Last month I took my seventh trip to Bishkek, Kyrgyzstan. I hadn't visited the country in a few years, and I'm pleased to report that the immigration and customs process was smoother than ever. There are no direct flights to Kyrgyzstan from the United States. Most Americans reach Kyrgyzstan by way of Aeroflot, BMI, or Turkish Airlines, transiting through their respective countries. I chose Turkish Airlines since I'm familiar with Ataturk Airport in Istanbul and have the benefit of Star Alliance Gold status.
I flew to Istanbul out of JFK Airport in New York and had a five hour layover at Ataturk. Turkish Airlines has really come a long way in terms of service and amenities. Their planes are new and the service, food, and overall experience is comparable to Western European carriers. Once in Istanbul, I headed to the Turkish Airlines lounge, which was the finest Star Alliance lounge I've ever visited. After walking in, there was a billiard room with a large pool table and shelves with a variety of coffee table books.
Walking onward, the main lounge area had a great selection of comfortable seats. From relaxing chairs and couches to café style tables, the seating arrangement was suitable to everyone. A self playing piano adorned the middle of the space. The lounge featured hot food cooked to order, and several bar stations with beer, wine, and soft drinks. International newspapers were plentiful and flat screen televisions relayed the day's news.
After relaxing for a few hours, I started walking to the boarding area. I was a bit nervous when the Turkish Airlines representative said that she would be checking passports and visas. Although I could have gotten a visa at the Kyrgyz consulate in New York, I was traveling and couldn't leave my passport overnight. Luckily, Kyrgyzstan permits travelers from the United States and most Western European countries the opportunity to purchase visas at Manas Airport.
When I approached the Turkish Airlines representative, she gave me a bewildered look as I told her I planned to get my visa at Manas. "Good luck with that," she said as she typed a text message to her colleague. "What are you talking about," I responded. "The Kyrgyz consulate website says that I can get a visa at Manas Airport?" "Fine," she huffed, as she dismissively handed my passport back to me. I was a bit puzzled, but boarded the flight as planned. In my past travels to Kyrgyzstan, I never had problems getting into the country. However, this was the first time I opted to purchase a visa at the airport, after I had arrived.
The flight to Bishkek was mostly Kyrgyz citizens returning from shopping junkets in Istanbul. There were a few American servicemen going to Manas Airbase, and a group of Dutch men going on a hunting trip in the Kyrgyz backwoods. I slept most of the flight, but was awakened by the rough landing at Manas Airport. Bishkek landings are always bumpy, given the coarse condition of the runway.

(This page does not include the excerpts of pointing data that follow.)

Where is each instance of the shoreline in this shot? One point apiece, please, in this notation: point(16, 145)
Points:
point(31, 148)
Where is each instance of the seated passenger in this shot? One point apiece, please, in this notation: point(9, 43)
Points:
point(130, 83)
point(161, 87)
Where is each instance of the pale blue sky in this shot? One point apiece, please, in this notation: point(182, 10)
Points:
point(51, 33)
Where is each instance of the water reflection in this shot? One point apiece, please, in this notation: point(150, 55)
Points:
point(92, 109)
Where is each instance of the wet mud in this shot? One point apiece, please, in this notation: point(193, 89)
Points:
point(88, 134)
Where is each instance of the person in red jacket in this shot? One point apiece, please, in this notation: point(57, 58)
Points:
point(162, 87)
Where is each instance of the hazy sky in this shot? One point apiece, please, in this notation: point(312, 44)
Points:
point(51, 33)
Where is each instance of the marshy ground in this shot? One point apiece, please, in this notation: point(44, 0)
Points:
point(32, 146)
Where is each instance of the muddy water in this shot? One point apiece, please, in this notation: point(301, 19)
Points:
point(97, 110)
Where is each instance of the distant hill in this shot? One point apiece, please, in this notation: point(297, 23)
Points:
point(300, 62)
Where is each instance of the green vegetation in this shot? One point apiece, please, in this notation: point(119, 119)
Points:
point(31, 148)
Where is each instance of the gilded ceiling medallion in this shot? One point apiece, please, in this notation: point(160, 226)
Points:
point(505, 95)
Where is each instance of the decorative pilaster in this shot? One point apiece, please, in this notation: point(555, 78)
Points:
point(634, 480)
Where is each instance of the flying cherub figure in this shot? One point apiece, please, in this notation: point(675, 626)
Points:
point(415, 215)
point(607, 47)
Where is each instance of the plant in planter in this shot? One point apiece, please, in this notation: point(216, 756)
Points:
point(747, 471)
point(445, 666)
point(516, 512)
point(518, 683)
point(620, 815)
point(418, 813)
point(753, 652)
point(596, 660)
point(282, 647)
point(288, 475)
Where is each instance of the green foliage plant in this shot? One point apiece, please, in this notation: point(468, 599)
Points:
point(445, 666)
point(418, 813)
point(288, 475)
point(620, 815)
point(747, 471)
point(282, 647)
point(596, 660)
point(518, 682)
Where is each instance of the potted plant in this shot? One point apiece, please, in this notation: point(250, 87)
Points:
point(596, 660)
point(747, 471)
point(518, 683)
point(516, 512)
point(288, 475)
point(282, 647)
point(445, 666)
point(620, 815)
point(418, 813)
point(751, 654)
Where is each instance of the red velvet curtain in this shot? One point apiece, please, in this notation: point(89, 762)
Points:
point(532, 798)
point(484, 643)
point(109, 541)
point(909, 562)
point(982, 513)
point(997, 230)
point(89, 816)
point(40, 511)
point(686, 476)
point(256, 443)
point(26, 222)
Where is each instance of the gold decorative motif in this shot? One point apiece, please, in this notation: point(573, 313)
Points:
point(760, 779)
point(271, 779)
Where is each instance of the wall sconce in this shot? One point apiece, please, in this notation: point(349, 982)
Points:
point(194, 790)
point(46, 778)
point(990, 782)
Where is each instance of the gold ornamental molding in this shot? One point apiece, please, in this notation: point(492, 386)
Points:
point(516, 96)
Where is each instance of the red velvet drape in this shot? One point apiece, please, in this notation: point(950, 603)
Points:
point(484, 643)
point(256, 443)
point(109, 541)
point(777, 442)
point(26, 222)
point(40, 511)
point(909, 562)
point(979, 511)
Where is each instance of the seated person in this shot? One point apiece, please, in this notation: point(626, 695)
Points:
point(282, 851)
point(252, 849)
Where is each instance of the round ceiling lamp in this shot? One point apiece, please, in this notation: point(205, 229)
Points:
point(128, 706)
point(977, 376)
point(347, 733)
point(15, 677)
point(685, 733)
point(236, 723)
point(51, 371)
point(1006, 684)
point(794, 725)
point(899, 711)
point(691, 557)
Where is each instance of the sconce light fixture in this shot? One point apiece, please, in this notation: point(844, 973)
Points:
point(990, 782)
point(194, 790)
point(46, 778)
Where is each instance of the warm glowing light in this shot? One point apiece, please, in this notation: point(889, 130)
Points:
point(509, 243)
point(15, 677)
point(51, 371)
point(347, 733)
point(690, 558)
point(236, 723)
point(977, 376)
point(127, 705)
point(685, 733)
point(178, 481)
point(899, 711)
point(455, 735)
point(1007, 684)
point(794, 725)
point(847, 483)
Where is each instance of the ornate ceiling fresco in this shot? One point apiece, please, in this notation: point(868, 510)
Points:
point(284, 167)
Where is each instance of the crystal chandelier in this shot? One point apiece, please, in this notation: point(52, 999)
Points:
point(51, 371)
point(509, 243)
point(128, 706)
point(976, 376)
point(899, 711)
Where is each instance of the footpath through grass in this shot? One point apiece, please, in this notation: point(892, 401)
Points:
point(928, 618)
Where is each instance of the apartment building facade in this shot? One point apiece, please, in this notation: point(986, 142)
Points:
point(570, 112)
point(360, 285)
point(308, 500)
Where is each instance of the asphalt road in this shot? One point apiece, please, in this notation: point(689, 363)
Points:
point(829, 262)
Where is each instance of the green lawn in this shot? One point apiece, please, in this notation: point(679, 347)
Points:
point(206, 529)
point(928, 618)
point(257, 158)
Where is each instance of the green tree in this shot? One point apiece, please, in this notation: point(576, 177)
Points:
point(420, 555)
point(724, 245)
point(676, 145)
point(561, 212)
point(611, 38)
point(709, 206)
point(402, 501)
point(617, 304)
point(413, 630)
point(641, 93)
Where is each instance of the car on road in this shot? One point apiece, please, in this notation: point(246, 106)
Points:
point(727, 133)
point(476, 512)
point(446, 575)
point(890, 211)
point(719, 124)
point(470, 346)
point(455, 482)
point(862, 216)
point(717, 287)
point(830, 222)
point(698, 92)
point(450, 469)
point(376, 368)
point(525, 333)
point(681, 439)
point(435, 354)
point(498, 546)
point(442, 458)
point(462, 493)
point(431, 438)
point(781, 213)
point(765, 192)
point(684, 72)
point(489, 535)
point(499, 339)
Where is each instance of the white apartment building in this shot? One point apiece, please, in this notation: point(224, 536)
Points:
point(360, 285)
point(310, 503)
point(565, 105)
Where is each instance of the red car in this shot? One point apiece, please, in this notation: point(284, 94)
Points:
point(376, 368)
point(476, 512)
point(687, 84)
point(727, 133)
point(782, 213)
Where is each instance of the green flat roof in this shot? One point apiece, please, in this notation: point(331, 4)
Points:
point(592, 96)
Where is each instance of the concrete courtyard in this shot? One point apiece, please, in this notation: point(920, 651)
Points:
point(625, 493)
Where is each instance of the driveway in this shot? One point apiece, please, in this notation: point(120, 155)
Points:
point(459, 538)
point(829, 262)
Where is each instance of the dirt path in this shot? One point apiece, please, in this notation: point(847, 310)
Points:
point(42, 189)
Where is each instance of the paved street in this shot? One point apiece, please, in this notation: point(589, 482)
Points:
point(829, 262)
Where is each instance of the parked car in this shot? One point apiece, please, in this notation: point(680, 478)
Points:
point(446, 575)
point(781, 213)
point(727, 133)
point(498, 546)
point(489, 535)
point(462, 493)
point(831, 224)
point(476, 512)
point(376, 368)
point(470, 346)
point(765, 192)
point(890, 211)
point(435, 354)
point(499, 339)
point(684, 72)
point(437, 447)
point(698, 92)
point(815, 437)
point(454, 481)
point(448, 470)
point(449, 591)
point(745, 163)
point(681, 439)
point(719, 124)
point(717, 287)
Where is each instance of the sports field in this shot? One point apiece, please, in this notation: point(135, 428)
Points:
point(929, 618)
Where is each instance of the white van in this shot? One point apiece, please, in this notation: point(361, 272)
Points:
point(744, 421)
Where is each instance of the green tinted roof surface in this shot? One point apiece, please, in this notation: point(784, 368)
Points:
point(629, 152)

Upon exiting the plane, three Kyrgyz police officers were waiting, eyeing the passengers. Although they have always been very helpful to me personally, the tall Soviet style hats make them look intimidating. I walked into the immigration area and was relieved to find a woman working at the visa window. During the flight, I wondered if I would be able to purchase a visa at landing (3AM) or if I would have to wait until normal business hours, the next day. As I approached, I took a visa application and filled out basic biographical information. When I finished, I handed the application to the visa woman with my passport. I was shocked when she returned me my passport in less than 3 minutes. I paid the fee of $70 and was on my way to the immigration officer. He proceeded to look at the visa, and then look at some of the other stamps in my passport. I could tell that he wanted to know why I traveled so much, but his English was limited. He stamped my visa, and handed me my passport without incident. While I've never personally had an issue at Manas, I know colleagues who have had problems getting into Kyrgyzstan. I've heard these problems can generally be sorted out with an extra payment, but this ambiguity remains a concern to people traveling to Kyrgyzstan.
After clearing immigration, I walked down a hallway to a Turkish Airlines representative collecting barcoded luggage tracking stickers. At JFK, they stuck the luggage tracking sticker on the ticket stub of my JFK-IST boarding pass. I had to dig through my pockets and carryon bag, but eventually I found it. I'm not sure what would have happened if it had been lost. After that, a Kyrgyz customs agent directed certain passengers to put their bags through a scanner. As I walked, he pointed to my small carryon bag. I put it on the belt, and took it out the other side without incident. There was also a metal detector set up, although the passengers weren't required to remove metals or jackets.
That was the last leg of the entry process to Kyrgyzstan. As I walked out into the terminal, throngs of drivers shouted "taxi, taxi." I kept walking as if I knew where I was going, nervously looking for my friend. A minute later, through the hoards of passengers, drivers, and police, my friend emerged. I was in Bishkek without a problem.